As I have observed before, amending Samuel Johnson, “Patriotism is the last refuge of the Starmer.”
“No voter in any of our 650 constituencies believes that a north London human-rights lawyer such as Starmer genuinely desires a union flag fluttering behind him every time he speaks. All it achieves is to make those values – whether they be soft racism or plastic patriotism – appear more mainstream.”
I’m a voter in Dover and I certainly believe that KS genuinely desires human rights to follow the ‘murderous foul rag’ as SF, rightly, used to call John Bull’s waistcoat… Kitchener’s symbol…Plastic patriotism slides down the slope into soft racism and soft racism hardens up pretty quickly. Brit-pop turns almost instantly into Brit-crap. Jim Callaghan of Kenyan Asians fame somehow was turned into a guarantee of Labour’s ‘anti-racism’. (I remember trying to confront him in 1968 – I had to make do with St Shirley Williams who whined “what else can we do? it’s just our voters..” The next PM – Tory Ted Heath! – showed by his Ugandan Asians policy what else the LP leadership could have done. Electoralism ill disguises a morass of opportunism – and now as strategy director, Deborah (if that political party were a biscuit, what sort of biscuit would it be?) Mattinson is well placed to make focus-group fawning on tabloids the flagship of the LP. At least she does not hide behind the officials’ excuse that ‘they can’t answer back’. Two officials are certainly ‘answering British Muslims’ back.
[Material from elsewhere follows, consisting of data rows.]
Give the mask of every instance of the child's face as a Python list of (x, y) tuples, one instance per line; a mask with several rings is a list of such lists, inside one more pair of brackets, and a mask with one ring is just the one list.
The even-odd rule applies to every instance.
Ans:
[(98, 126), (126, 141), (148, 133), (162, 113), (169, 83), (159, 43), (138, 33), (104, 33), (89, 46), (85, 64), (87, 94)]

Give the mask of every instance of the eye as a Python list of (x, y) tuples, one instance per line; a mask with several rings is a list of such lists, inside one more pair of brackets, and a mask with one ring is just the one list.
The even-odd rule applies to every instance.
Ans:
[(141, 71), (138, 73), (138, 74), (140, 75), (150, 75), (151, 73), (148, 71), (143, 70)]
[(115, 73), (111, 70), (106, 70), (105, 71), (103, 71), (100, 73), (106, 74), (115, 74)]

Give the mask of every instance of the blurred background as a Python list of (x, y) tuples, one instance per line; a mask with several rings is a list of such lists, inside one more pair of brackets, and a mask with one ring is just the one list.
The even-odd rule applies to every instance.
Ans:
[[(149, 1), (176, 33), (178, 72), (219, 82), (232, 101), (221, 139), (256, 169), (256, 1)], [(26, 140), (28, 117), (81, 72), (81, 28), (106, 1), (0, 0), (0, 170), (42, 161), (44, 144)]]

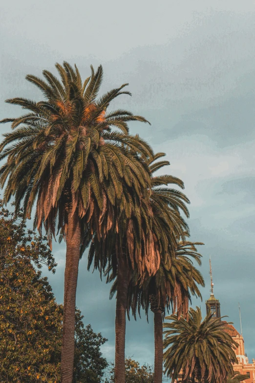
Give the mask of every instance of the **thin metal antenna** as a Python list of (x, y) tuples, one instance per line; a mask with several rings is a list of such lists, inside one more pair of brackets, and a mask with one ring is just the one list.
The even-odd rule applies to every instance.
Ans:
[(239, 306), (239, 315), (240, 315), (240, 324), (241, 326), (241, 335), (242, 337), (243, 336), (243, 330), (242, 330), (242, 319), (241, 319), (241, 309), (240, 309), (240, 304), (238, 302), (238, 306)]
[(214, 285), (214, 283), (212, 282), (212, 263), (211, 262), (211, 255), (210, 255), (210, 258), (209, 260), (209, 263), (210, 264), (210, 271), (209, 272), (209, 274), (211, 276), (211, 294), (212, 295), (213, 295), (213, 286)]

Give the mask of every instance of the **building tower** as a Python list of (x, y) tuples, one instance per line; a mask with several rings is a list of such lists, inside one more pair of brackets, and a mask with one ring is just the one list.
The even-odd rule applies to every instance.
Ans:
[(216, 318), (220, 318), (220, 303), (218, 299), (216, 299), (213, 294), (214, 284), (212, 282), (212, 264), (211, 257), (210, 259), (210, 271), (209, 274), (211, 276), (211, 296), (208, 300), (206, 301), (206, 313), (211, 313), (213, 314), (213, 316)]

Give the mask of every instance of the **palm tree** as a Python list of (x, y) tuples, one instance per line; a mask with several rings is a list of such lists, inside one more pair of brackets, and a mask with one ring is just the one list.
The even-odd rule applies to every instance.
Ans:
[(234, 352), (238, 345), (224, 331), (221, 318), (213, 318), (210, 313), (202, 320), (201, 310), (191, 308), (188, 320), (171, 315), (166, 319), (171, 322), (163, 327), (165, 373), (177, 379), (182, 370), (183, 382), (191, 378), (202, 382), (226, 383), (234, 374), (232, 363), (237, 363)]
[[(131, 309), (135, 319), (138, 310), (140, 315), (141, 308), (148, 315), (149, 309), (154, 314), (155, 359), (154, 381), (162, 382), (163, 375), (163, 319), (167, 309), (168, 312), (172, 309), (177, 311), (179, 317), (181, 314), (187, 316), (189, 302), (191, 303), (191, 295), (201, 298), (198, 285), (204, 286), (204, 279), (200, 272), (193, 265), (192, 258), (201, 264), (201, 254), (195, 246), (200, 243), (180, 243), (177, 250), (170, 253), (166, 264), (162, 260), (156, 274), (148, 278), (140, 287), (137, 281), (137, 274), (133, 273), (129, 283), (128, 313), (129, 317)], [(191, 259), (190, 259), (190, 258)], [(111, 290), (112, 297), (115, 285)]]
[[(167, 185), (169, 183), (175, 184), (183, 188), (184, 185), (182, 181), (179, 179), (173, 177), (171, 176), (164, 175), (156, 177), (153, 177), (153, 174), (154, 172), (160, 169), (162, 166), (166, 165), (169, 165), (169, 162), (168, 161), (161, 161), (155, 163), (155, 161), (160, 157), (163, 157), (165, 154), (164, 153), (158, 153), (147, 161), (147, 163), (149, 166), (149, 168), (151, 175), (151, 184), (152, 188), (150, 191), (150, 207), (153, 214), (153, 217), (151, 221), (151, 229), (149, 234), (152, 235), (154, 240), (156, 242), (158, 246), (159, 246), (160, 251), (160, 261), (161, 258), (162, 264), (166, 262), (168, 259), (168, 254), (170, 250), (174, 248), (177, 244), (177, 238), (180, 237), (184, 237), (184, 233), (187, 234), (187, 231), (188, 227), (187, 224), (182, 218), (179, 209), (181, 209), (184, 212), (187, 216), (189, 216), (189, 212), (187, 209), (185, 203), (189, 203), (189, 201), (186, 196), (181, 192), (176, 190), (174, 189), (170, 189), (169, 187), (165, 187), (162, 185)], [(148, 206), (147, 206), (148, 208)], [(145, 210), (146, 213), (147, 210)], [(146, 217), (144, 217), (145, 221)], [(121, 236), (121, 238), (125, 237), (125, 234), (123, 232)], [(115, 237), (111, 236), (111, 239), (114, 238), (114, 243), (116, 242)], [(132, 246), (135, 245), (135, 242), (133, 245), (133, 242), (130, 241)], [(125, 242), (123, 241), (123, 244)], [(128, 241), (126, 245), (126, 248), (128, 247)], [(107, 248), (109, 248), (110, 247), (106, 247)], [(146, 252), (146, 248), (144, 248), (144, 251)], [(125, 253), (125, 247), (123, 246), (123, 252)], [(146, 256), (146, 253), (145, 254)], [(93, 256), (91, 257), (91, 260)], [(110, 256), (110, 259), (109, 262), (108, 266), (106, 271), (106, 274), (108, 275), (107, 282), (111, 282), (115, 278), (115, 281), (113, 285), (111, 293), (111, 297), (112, 297), (115, 292), (117, 292), (117, 301), (116, 301), (116, 349), (115, 349), (115, 377), (116, 382), (124, 381), (125, 379), (125, 370), (123, 367), (125, 360), (125, 329), (126, 326), (126, 310), (128, 305), (130, 305), (130, 281), (131, 279), (131, 271), (133, 274), (132, 281), (133, 283), (135, 280), (135, 286), (134, 288), (134, 296), (137, 296), (137, 292), (142, 291), (141, 290), (141, 286), (143, 284), (144, 280), (148, 280), (150, 278), (150, 275), (147, 273), (146, 276), (144, 274), (141, 275), (141, 270), (138, 268), (134, 268), (134, 262), (133, 264), (128, 264), (126, 263), (125, 268), (122, 266), (120, 264), (121, 261), (123, 262), (121, 257), (116, 257), (116, 254), (113, 251), (111, 256)], [(96, 259), (98, 259), (97, 257)], [(125, 259), (125, 258), (124, 258)], [(129, 262), (129, 264), (130, 263)], [(96, 265), (95, 267), (99, 266)], [(154, 268), (154, 270), (157, 269)], [(130, 271), (128, 272), (128, 270)], [(110, 275), (110, 272), (111, 273)], [(126, 276), (123, 278), (123, 272), (125, 272)], [(151, 276), (155, 275), (155, 272), (151, 273)], [(123, 281), (125, 283), (123, 283)], [(129, 285), (129, 293), (128, 293), (128, 285)], [(118, 311), (118, 304), (119, 302), (119, 292), (123, 292), (123, 300), (122, 301), (122, 311), (121, 311), (121, 321), (120, 320), (121, 316), (119, 312)], [(175, 292), (177, 291), (175, 289)], [(132, 294), (131, 294), (132, 295)], [(129, 303), (128, 303), (128, 297), (129, 296)], [(135, 301), (135, 298), (133, 300)], [(187, 309), (188, 310), (188, 309)], [(162, 321), (162, 319), (161, 319)], [(119, 323), (123, 324), (122, 327), (119, 329)], [(162, 332), (162, 326), (161, 326)], [(120, 353), (118, 352), (119, 347), (120, 346), (120, 337), (121, 337), (121, 354), (120, 357)], [(161, 336), (161, 338), (162, 337)], [(161, 339), (161, 345), (162, 339)], [(162, 345), (163, 354), (163, 346)], [(156, 367), (160, 365), (160, 363), (157, 362), (155, 363)], [(163, 365), (162, 361), (161, 365)], [(120, 366), (120, 367), (119, 367)], [(123, 381), (119, 380), (119, 370), (121, 368), (121, 379)], [(161, 370), (162, 367), (161, 366)], [(157, 371), (156, 371), (157, 372)], [(159, 376), (160, 374), (159, 373)], [(161, 373), (162, 380), (162, 373)]]
[(0, 160), (7, 158), (0, 185), (6, 184), (5, 203), (14, 196), (18, 211), (22, 203), (24, 219), (30, 218), (36, 202), (34, 226), (42, 233), (43, 224), (50, 244), (56, 234), (66, 241), (61, 379), (70, 383), (80, 254), (95, 235), (99, 241), (116, 228), (114, 207), (121, 205), (124, 218), (132, 214), (125, 185), (140, 193), (136, 201), (142, 195), (146, 203), (150, 181), (146, 160), (152, 153), (138, 135), (128, 135), (128, 121), (145, 119), (122, 110), (106, 112), (117, 96), (130, 94), (123, 90), (128, 84), (98, 98), (101, 66), (95, 73), (91, 66), (83, 83), (76, 66), (64, 62), (56, 67), (61, 81), (47, 70), (46, 81), (26, 76), (45, 99), (7, 100), (28, 113), (1, 121), (11, 122), (14, 131), (3, 135), (0, 146)]

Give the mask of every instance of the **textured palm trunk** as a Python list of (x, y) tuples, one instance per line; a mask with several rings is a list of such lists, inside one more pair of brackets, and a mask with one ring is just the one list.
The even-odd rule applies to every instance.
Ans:
[(162, 383), (163, 375), (163, 320), (162, 313), (154, 313), (154, 337), (155, 340), (154, 383)]
[(74, 357), (75, 300), (78, 274), (81, 225), (75, 212), (68, 214), (64, 270), (63, 337), (61, 354), (61, 383), (72, 383)]
[(118, 260), (117, 300), (115, 317), (115, 383), (125, 382), (126, 311), (128, 273), (126, 256)]

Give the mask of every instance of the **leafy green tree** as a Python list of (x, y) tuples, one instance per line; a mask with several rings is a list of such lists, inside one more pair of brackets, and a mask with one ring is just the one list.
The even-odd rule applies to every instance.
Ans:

I totally dispute Aditya’s assertion that “Jeremy Corbyn so disastrously dealt with Jewish complaints about antisemitism.” I agree with Philip Ward’s comment in this regard. There was a Tory and media plot to discredit JC. They vilified him throughout the time of his leadership. Unfortunately, they succeeded because the public believed their lies.
Daniel Finn was absolutely right when he tweeted: “This article is all spot-on as far as Starmer is concerned. But the reluctance of journalists to interrogate the standard, grossly misleading narrative about how Corbyn “disastrously dealt with Jewish claims about antisemitism” helped bring us to this point.”